Há nada menos que 26 observadores do mBridge – um grupo bem heterogêneo, incluindo o Banco Asiático de Investimentos liderado pela China, o Banco Central Europeu, o FMI e o Banco Mundial.

Agora que a Arábia Saudita se filia ao mBridge, a Aramco saudita – após abrir seu capital a investidores estrangeiros com uma imensa IPO – acaba de ceder 0,64% adicionais de seu capital, sendo que 60% dos compradores são estadunidenses. A Aramco é uma imensa fonte de dividendos para seus acionistas: no presente ano, essas quantia irá totalizar estarrecedores US$ 141 bilhões.

Adivinhem quem são os três maiores investidores: os Três Grandes – Vanguard, BlackRock e State Street – todos eles agora nadando em petróleo saudita.

Árabes, CENTCOM e Israel: na cama juntos?

E agora, o último fator complicador.

Na segunda-feira, oficiais militares de Bahrein, Egito, Arábia Saudita, União dos Emirados Árabes e Jordânia – o que inclui três membros dos BRICS e o Bahrein simpático à Rússia – encontraram-se com Herzi Halevi, o Chefe do Estado Maior das Forças de Defesa de Israel para discutir … cooperação em assuntos de defesa.

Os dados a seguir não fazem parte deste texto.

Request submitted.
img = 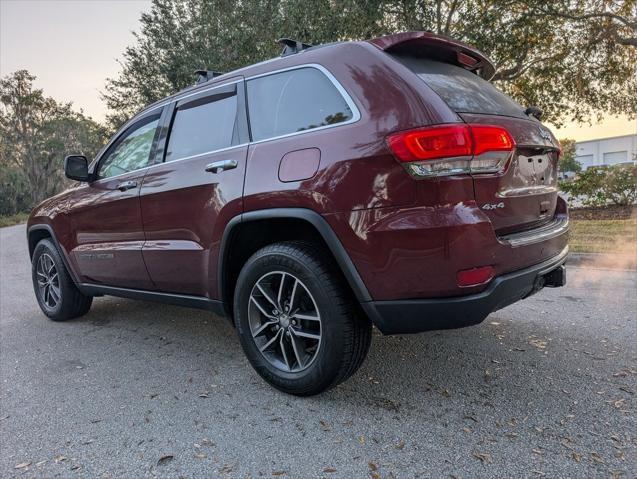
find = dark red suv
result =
[28,32,568,395]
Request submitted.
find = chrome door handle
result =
[206,160,239,173]
[117,181,137,191]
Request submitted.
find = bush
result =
[560,165,637,207]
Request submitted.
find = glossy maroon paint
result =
[29,32,567,308]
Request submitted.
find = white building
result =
[575,133,637,170]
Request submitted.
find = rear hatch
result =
[379,32,559,235]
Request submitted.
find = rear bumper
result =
[362,246,568,334]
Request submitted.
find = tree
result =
[0,70,106,214]
[560,164,637,207]
[557,138,582,173]
[103,0,637,129]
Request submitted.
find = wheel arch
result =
[217,208,372,315]
[27,224,79,284]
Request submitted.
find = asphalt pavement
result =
[0,225,637,478]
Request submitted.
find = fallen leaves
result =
[591,451,604,464]
[157,454,175,466]
[473,452,493,464]
[319,419,332,432]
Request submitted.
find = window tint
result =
[166,94,237,161]
[98,115,159,178]
[248,68,353,141]
[394,55,528,118]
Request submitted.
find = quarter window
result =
[98,115,159,178]
[166,94,237,161]
[247,68,353,141]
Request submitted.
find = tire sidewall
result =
[31,240,69,320]
[234,251,344,392]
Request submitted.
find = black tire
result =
[234,242,371,396]
[31,239,93,321]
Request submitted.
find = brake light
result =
[456,266,495,288]
[387,125,472,162]
[387,124,515,178]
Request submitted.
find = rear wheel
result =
[234,242,371,396]
[31,239,93,321]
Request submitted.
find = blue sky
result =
[0,0,637,140]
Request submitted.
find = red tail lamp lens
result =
[457,266,495,288]
[387,124,515,162]
[387,125,472,162]
[471,125,514,156]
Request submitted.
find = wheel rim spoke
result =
[257,283,279,309]
[248,271,322,372]
[49,283,60,303]
[292,313,321,321]
[250,296,276,319]
[290,330,303,367]
[290,278,299,311]
[279,334,292,371]
[292,329,321,340]
[252,321,277,338]
[276,273,285,309]
[259,329,282,352]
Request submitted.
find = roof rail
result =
[195,70,223,85]
[277,38,312,57]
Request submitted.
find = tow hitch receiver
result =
[543,264,566,288]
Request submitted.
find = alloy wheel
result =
[248,271,322,372]
[35,253,62,309]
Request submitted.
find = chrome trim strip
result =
[87,143,250,184]
[498,215,569,248]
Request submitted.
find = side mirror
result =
[64,155,90,181]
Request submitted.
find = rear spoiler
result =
[368,32,495,80]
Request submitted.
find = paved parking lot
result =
[0,226,637,478]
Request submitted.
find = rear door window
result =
[393,55,528,119]
[247,67,353,141]
[165,93,237,161]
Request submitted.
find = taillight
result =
[387,124,515,178]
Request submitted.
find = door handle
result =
[206,160,239,173]
[117,181,137,191]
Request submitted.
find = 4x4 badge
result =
[482,201,504,210]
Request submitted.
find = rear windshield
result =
[393,55,527,118]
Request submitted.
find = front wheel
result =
[234,242,371,396]
[31,239,93,321]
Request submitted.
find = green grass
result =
[569,219,637,255]
[0,213,29,228]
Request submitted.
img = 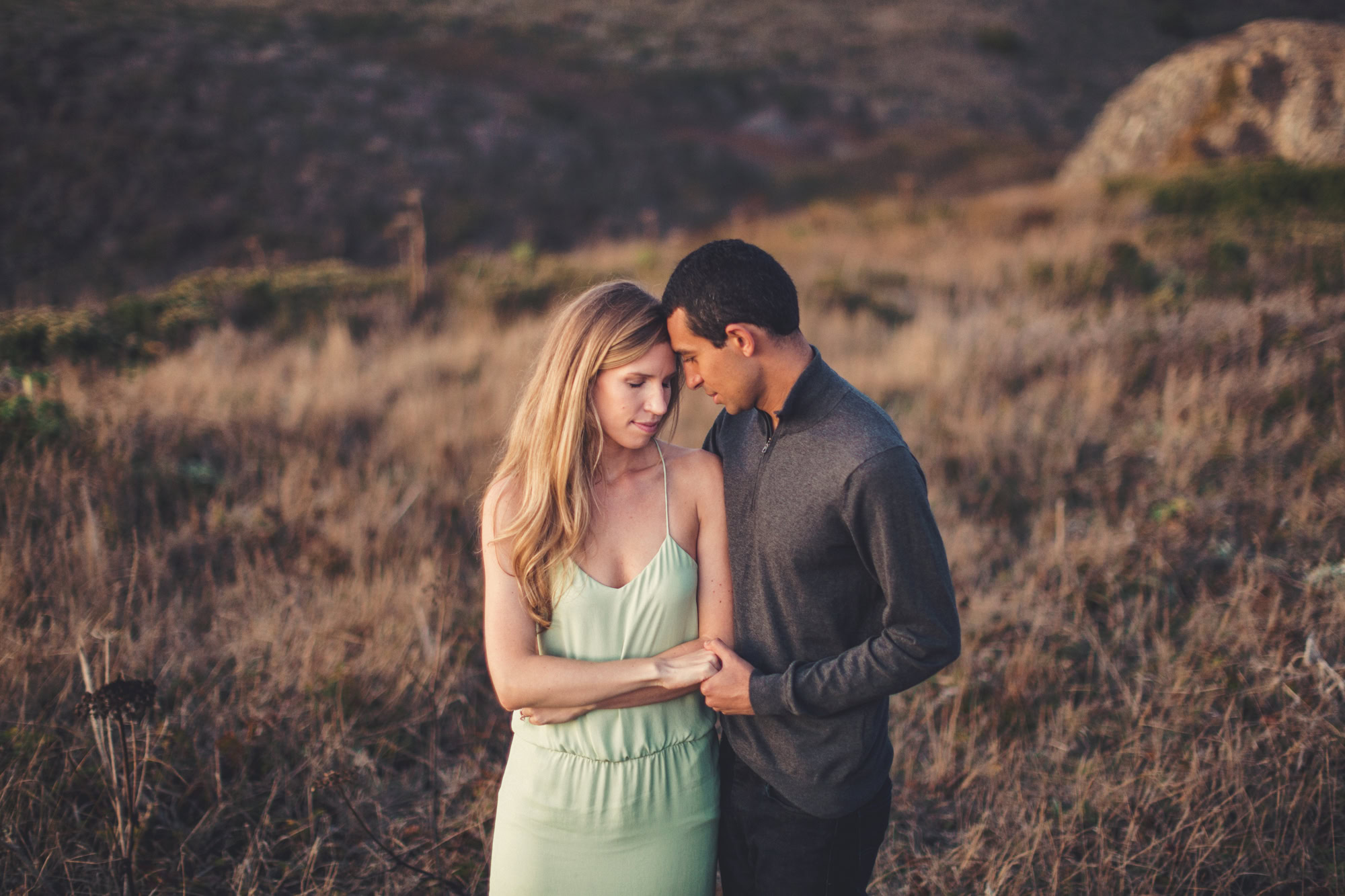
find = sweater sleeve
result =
[749,445,962,716]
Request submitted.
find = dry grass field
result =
[0,167,1345,896]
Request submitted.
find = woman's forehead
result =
[612,341,677,376]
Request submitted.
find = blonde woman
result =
[482,281,733,896]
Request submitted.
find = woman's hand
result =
[518,706,594,725]
[654,647,720,690]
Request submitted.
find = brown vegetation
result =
[0,165,1345,895]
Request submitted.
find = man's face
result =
[668,308,761,414]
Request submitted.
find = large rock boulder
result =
[1059,19,1345,183]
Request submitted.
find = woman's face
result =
[593,341,677,448]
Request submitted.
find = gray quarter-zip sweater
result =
[705,348,962,818]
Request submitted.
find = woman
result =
[482,281,733,896]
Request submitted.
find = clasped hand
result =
[518,639,721,725]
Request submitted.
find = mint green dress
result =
[490,442,720,896]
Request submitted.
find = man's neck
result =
[756,332,812,425]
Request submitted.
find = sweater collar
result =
[757,344,845,433]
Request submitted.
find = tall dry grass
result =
[0,177,1345,895]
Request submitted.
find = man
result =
[663,239,960,896]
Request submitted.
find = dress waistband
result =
[514,728,714,766]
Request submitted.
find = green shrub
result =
[1102,239,1162,296]
[1141,159,1345,219]
[0,261,405,367]
[0,394,74,458]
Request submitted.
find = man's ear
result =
[724,324,757,358]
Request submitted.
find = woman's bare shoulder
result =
[663,445,724,495]
[482,475,521,530]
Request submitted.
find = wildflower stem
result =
[117,715,136,896]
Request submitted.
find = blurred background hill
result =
[10,0,1345,304]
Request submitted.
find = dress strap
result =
[654,438,672,538]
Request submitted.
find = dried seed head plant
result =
[75,661,157,896]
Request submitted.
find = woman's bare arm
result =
[527,451,733,724]
[482,483,718,710]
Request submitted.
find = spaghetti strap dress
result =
[490,441,720,896]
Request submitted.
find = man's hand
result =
[701,638,753,716]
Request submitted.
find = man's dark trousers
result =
[720,740,892,896]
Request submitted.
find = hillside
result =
[10,0,1345,307]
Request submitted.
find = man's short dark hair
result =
[663,239,799,348]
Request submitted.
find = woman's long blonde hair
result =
[482,280,681,628]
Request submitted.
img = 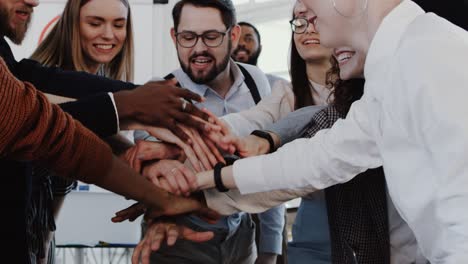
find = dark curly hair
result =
[327,57,365,115]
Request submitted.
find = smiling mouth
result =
[302,39,320,45]
[15,9,32,20]
[333,51,356,66]
[191,58,213,66]
[94,44,115,50]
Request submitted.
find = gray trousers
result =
[150,214,257,264]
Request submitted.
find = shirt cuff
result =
[233,156,269,194]
[107,93,120,132]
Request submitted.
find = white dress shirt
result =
[222,80,331,136]
[234,0,468,263]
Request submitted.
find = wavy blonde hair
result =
[31,0,134,82]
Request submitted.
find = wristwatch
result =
[250,130,276,153]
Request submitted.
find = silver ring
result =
[180,97,189,112]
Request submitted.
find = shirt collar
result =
[364,0,425,79]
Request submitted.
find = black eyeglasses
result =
[175,28,231,48]
[289,17,315,34]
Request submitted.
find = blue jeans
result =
[150,214,257,264]
[287,191,331,264]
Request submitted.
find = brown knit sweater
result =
[0,58,112,183]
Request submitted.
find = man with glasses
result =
[139,0,276,264]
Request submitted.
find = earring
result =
[331,0,369,18]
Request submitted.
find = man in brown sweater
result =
[0,58,216,260]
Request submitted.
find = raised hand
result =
[197,108,238,154]
[122,140,186,172]
[126,122,205,172]
[111,193,221,223]
[114,80,208,140]
[179,125,225,170]
[143,160,197,196]
[132,222,214,264]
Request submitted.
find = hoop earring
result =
[331,0,369,18]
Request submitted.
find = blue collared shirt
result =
[140,60,284,254]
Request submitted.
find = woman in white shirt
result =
[197,0,468,263]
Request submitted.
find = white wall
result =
[12,0,293,83]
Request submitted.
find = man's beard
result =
[0,6,31,45]
[179,41,232,84]
[232,46,260,66]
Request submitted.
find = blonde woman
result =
[31,0,134,81]
[29,0,134,263]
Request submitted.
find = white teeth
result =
[195,60,210,63]
[96,45,113,50]
[304,39,320,45]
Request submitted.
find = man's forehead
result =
[179,4,224,30]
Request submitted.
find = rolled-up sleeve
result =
[234,99,382,194]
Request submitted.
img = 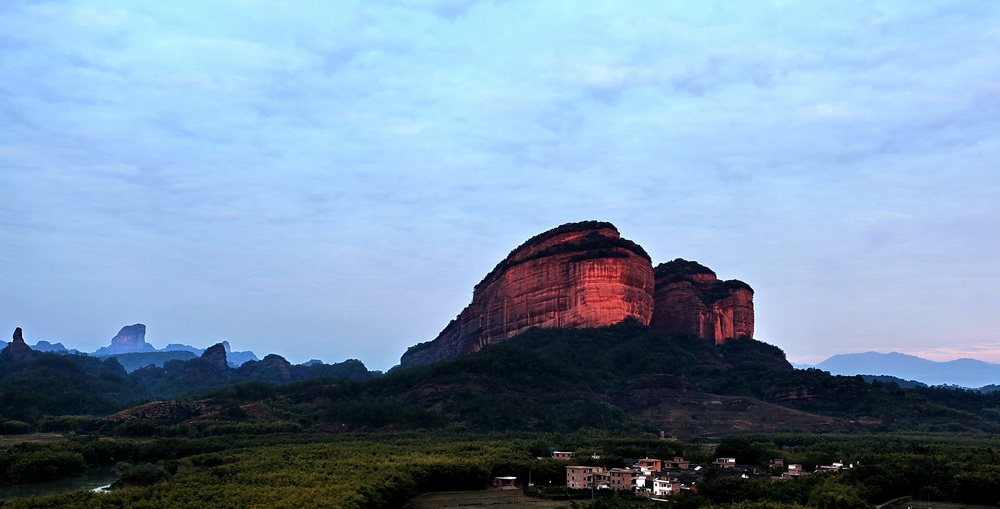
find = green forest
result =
[0,321,1000,509]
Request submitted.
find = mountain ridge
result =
[794,350,1000,389]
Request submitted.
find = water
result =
[0,467,118,498]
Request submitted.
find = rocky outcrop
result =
[400,221,754,366]
[401,221,653,366]
[201,343,229,377]
[237,353,294,384]
[94,323,156,355]
[650,258,754,344]
[0,327,35,361]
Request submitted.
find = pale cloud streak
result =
[0,0,1000,368]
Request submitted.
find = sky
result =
[0,0,1000,370]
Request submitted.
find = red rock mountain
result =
[400,221,753,366]
[650,258,753,345]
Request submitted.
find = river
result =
[0,467,118,499]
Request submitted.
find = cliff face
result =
[401,221,653,366]
[400,221,753,366]
[94,323,156,355]
[0,327,35,361]
[650,258,754,344]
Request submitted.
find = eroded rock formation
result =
[401,221,653,365]
[94,323,156,355]
[650,258,754,344]
[400,221,753,366]
[0,327,35,361]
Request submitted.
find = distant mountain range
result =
[793,352,1000,391]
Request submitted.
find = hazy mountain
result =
[812,352,1000,388]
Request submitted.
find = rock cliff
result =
[401,221,653,366]
[400,221,753,366]
[94,323,156,355]
[0,327,35,361]
[650,258,754,344]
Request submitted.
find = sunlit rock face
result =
[401,221,653,366]
[650,258,754,344]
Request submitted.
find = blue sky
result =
[0,0,1000,369]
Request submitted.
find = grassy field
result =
[406,490,569,509]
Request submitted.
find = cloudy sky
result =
[0,0,1000,369]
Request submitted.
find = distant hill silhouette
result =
[798,352,1000,389]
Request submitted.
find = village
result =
[552,451,854,498]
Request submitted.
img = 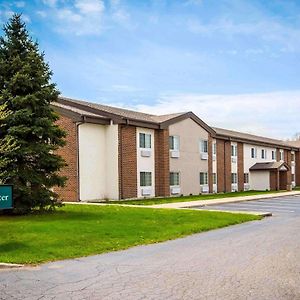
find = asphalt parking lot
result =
[193,196,300,215]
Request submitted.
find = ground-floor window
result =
[140,172,152,186]
[213,173,217,184]
[231,173,237,184]
[170,172,180,186]
[244,173,249,183]
[200,172,208,185]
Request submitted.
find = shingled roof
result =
[213,127,291,147]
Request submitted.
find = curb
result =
[0,263,24,270]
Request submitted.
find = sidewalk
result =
[150,191,300,208]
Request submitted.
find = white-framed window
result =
[231,145,237,157]
[272,150,276,160]
[200,172,208,185]
[231,173,237,184]
[139,133,151,149]
[140,172,152,186]
[251,148,257,158]
[200,140,208,153]
[212,142,217,155]
[244,173,249,184]
[291,152,295,161]
[170,172,180,186]
[169,135,179,151]
[279,149,284,160]
[212,173,217,184]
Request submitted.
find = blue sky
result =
[0,0,300,138]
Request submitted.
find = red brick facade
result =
[295,151,300,186]
[154,129,170,196]
[119,125,137,199]
[208,136,213,193]
[237,143,244,191]
[54,115,79,201]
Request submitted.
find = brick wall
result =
[208,136,213,193]
[295,151,300,186]
[54,115,79,201]
[217,139,231,193]
[154,129,170,196]
[119,125,137,199]
[217,140,225,193]
[237,143,244,191]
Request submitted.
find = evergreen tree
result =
[0,14,66,213]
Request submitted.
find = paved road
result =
[194,196,300,215]
[0,197,300,300]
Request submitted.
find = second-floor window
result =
[169,135,179,151]
[170,172,180,186]
[200,140,208,153]
[244,173,249,184]
[140,133,151,149]
[200,172,208,185]
[251,148,256,158]
[272,150,276,160]
[231,145,237,157]
[231,173,237,184]
[140,172,152,186]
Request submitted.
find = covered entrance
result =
[250,162,292,191]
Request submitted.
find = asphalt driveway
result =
[0,197,300,300]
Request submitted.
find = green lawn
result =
[105,191,284,205]
[0,205,260,264]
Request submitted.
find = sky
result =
[0,0,300,139]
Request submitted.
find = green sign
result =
[0,185,13,209]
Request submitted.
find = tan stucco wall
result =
[169,119,208,195]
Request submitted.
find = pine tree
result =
[0,14,66,213]
[0,103,18,173]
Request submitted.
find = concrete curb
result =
[0,263,24,270]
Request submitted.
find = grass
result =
[0,205,260,264]
[106,191,283,205]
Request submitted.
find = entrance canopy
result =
[249,161,290,171]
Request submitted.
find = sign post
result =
[0,184,13,210]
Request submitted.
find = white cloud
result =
[135,90,300,139]
[187,18,300,52]
[42,0,105,35]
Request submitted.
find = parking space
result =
[193,196,300,215]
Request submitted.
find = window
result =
[291,152,295,161]
[244,173,249,184]
[231,173,237,184]
[272,150,276,160]
[213,143,217,155]
[231,145,237,157]
[200,140,208,153]
[140,172,152,186]
[279,150,283,160]
[140,133,151,148]
[170,172,180,186]
[169,135,179,150]
[213,173,217,184]
[200,172,208,185]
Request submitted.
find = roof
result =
[52,97,300,150]
[58,97,185,123]
[53,97,215,134]
[213,127,294,147]
[249,161,289,171]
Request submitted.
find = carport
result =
[249,161,292,191]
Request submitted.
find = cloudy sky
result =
[0,0,300,138]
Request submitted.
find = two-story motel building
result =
[53,97,300,201]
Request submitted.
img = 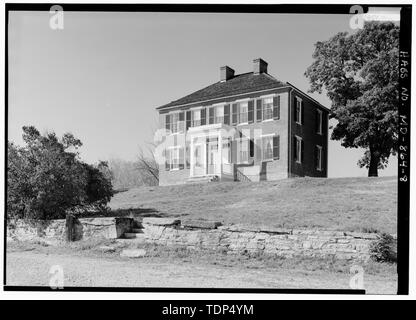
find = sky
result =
[8,11,397,177]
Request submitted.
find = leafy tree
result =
[305,22,399,176]
[7,126,113,219]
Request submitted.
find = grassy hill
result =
[110,177,397,233]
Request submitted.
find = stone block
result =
[120,249,146,258]
[142,217,181,226]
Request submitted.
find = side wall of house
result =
[289,90,328,177]
[237,90,289,181]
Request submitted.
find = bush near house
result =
[7,126,113,220]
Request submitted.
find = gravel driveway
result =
[7,251,397,294]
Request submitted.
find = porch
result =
[187,123,239,181]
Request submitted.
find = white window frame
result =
[295,97,302,125]
[235,138,250,164]
[191,107,202,128]
[260,133,276,162]
[295,136,302,163]
[221,137,232,164]
[260,95,276,122]
[317,109,323,135]
[169,146,182,171]
[236,99,250,125]
[169,110,183,135]
[316,145,323,171]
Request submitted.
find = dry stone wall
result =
[7,217,133,244]
[142,218,390,261]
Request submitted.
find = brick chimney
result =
[220,66,235,82]
[253,58,267,74]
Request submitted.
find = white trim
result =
[295,96,303,125]
[156,84,331,112]
[295,135,303,164]
[316,109,324,135]
[315,144,323,171]
[235,97,252,103]
[258,93,279,99]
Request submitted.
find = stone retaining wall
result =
[7,218,133,244]
[142,218,394,261]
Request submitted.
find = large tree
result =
[7,126,113,219]
[305,22,399,176]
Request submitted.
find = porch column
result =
[189,136,194,177]
[217,134,222,177]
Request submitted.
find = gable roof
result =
[156,72,287,110]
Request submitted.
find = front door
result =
[192,143,205,176]
[207,138,218,174]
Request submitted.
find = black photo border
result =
[3,3,412,295]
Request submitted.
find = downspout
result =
[287,88,293,178]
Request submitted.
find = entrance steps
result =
[186,176,220,183]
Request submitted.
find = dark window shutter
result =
[208,107,215,124]
[165,114,170,130]
[300,100,305,124]
[273,136,280,159]
[231,140,238,163]
[224,104,230,125]
[179,147,185,169]
[293,98,299,122]
[273,96,280,120]
[300,140,305,163]
[201,108,207,126]
[186,110,192,130]
[185,144,191,169]
[165,149,170,171]
[231,103,238,125]
[293,137,298,161]
[249,139,254,158]
[248,100,254,123]
[256,138,263,162]
[179,111,185,132]
[256,99,262,122]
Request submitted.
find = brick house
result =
[157,59,328,185]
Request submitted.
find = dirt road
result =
[7,251,397,294]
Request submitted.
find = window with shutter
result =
[262,97,273,121]
[165,114,170,130]
[247,100,254,123]
[191,109,201,127]
[316,110,322,134]
[273,96,280,120]
[201,108,206,126]
[178,147,186,170]
[256,99,263,122]
[295,97,302,124]
[238,101,248,124]
[164,149,170,171]
[178,111,185,132]
[208,107,215,124]
[186,110,192,131]
[315,146,322,171]
[295,136,303,163]
[231,103,238,125]
[262,135,273,161]
[224,104,230,125]
[273,136,280,160]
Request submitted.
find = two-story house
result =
[157,59,328,185]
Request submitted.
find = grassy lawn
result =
[110,177,397,233]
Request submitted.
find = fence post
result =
[65,214,75,242]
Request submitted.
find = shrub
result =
[370,233,397,262]
[7,126,113,220]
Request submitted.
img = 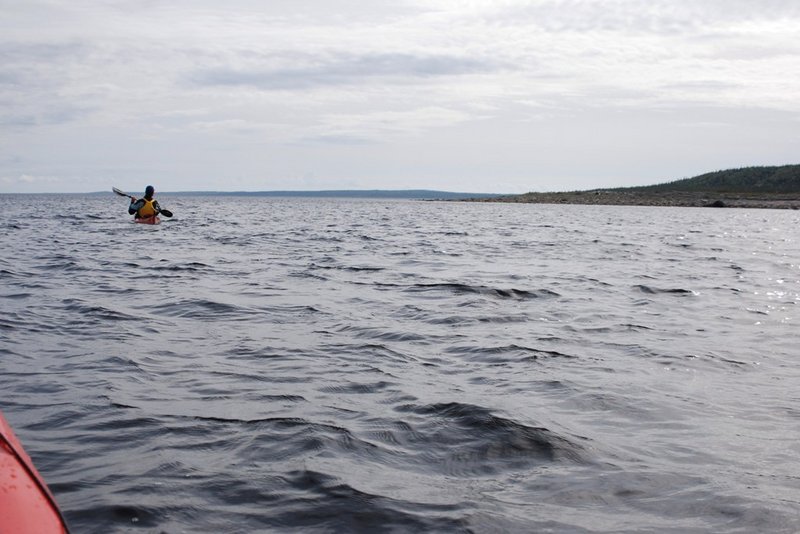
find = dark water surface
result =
[0,194,800,533]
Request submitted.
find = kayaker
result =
[128,185,161,219]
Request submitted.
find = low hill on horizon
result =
[620,165,800,194]
[494,165,800,209]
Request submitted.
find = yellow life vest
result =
[136,198,156,219]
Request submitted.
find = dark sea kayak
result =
[0,413,69,534]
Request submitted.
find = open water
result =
[0,193,800,533]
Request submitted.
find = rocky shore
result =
[472,189,800,209]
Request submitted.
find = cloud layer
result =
[0,0,800,192]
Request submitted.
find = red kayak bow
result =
[0,413,69,534]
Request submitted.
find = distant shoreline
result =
[463,189,800,210]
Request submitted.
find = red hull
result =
[133,215,161,224]
[0,413,68,534]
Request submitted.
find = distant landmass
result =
[160,189,501,200]
[482,165,800,209]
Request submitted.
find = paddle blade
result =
[111,187,133,198]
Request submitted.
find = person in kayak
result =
[128,185,161,219]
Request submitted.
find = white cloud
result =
[0,0,800,193]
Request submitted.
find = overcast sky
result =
[0,0,800,193]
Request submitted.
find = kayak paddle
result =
[111,187,172,217]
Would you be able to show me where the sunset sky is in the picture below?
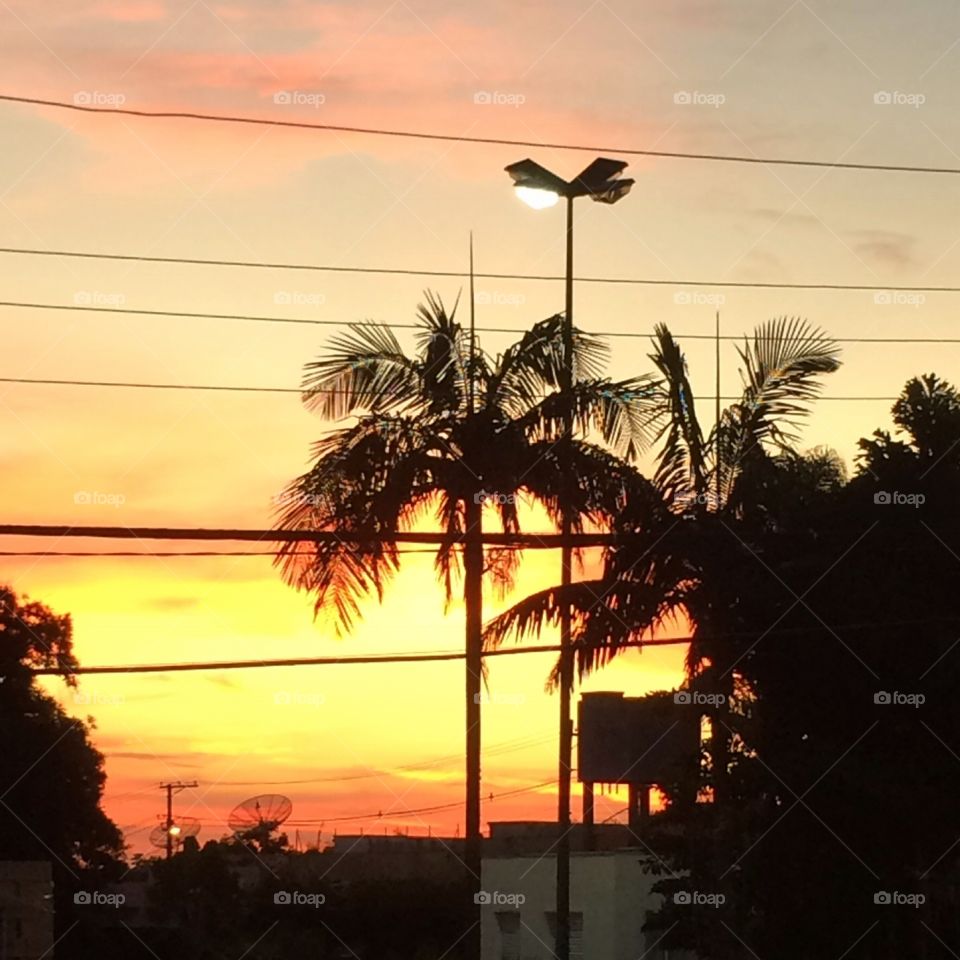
[0,0,960,849]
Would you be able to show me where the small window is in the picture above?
[497,910,520,960]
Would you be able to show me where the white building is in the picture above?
[0,860,53,960]
[480,848,692,960]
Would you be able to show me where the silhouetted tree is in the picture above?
[278,294,652,912]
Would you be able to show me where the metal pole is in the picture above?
[464,233,483,960]
[165,783,173,860]
[556,196,574,960]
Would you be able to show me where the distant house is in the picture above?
[478,848,693,960]
[0,860,54,960]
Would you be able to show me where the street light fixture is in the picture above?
[506,157,634,960]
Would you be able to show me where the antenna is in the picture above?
[467,230,477,413]
[713,310,720,510]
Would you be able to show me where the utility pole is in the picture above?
[159,780,199,860]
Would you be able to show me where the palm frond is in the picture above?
[416,290,471,413]
[274,415,435,633]
[737,317,840,444]
[711,317,840,507]
[519,376,661,460]
[301,324,420,420]
[650,323,707,500]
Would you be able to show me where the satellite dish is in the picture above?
[227,793,293,840]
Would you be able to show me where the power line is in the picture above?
[0,94,960,174]
[0,523,623,550]
[0,376,908,402]
[0,246,960,298]
[0,300,960,348]
[29,616,960,676]
[217,734,555,787]
[287,780,557,826]
[0,546,458,558]
[30,637,676,676]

A reunião foi facilitada por ninguém menos que o CENTCOM dos Estados Unidos. Embora realizada de forma extremamente discreta, a reunião, mesmo assim, vazou, dada a justaposição do genocídio de Gaza com uma reunião dos principais líderes árabes sentados à mesa com os maiores inimigos dos árabes.

Um epígono pós-moderno dos cínicos habitando uma ágora na Grécia Antiga diria que com "amigos" árabes do CENTCOM como esses – três deles membros dos BRICS – a Palestina não precisa de inimigos.

Enquanto isso, a tragédia persiste em muitos níveis. Enquanto estudantes secundaristas chineses por todo o estado-civilização mostram seu apoio à Palestina após prestar seus exames vestibulares para ingresso nas universidades, o eixo Estados Unidos-Israel homogeneíza o terrorismo, ligado ao debacle do Projeto Ucrânia e associado à incessante matança de palestinos.

Tudo está sendo sugado pelo buraco negro do terrorismo – com a OTAN abertamente rearmando o Batalhão Azov neonazista e Kiev atacando civis em Belgorod com drones e espalhando minas terrestres pelos parques onde brincam crianças.

Todos os componentes da Legião Estrangeira do Terror alimentada pelo Hegêmona vêm se juntando, em passo sincronizado ao de Israel, que, essencialmente, é o ISIS equipado com armas nucleares. Mas apesar de todas as suas ideias elevadas e sua crença sagrada nas Nações Unidas, os BRICS, até agora, não conseguiram formular uma estratégia sólida e pragmática de combate ao horror.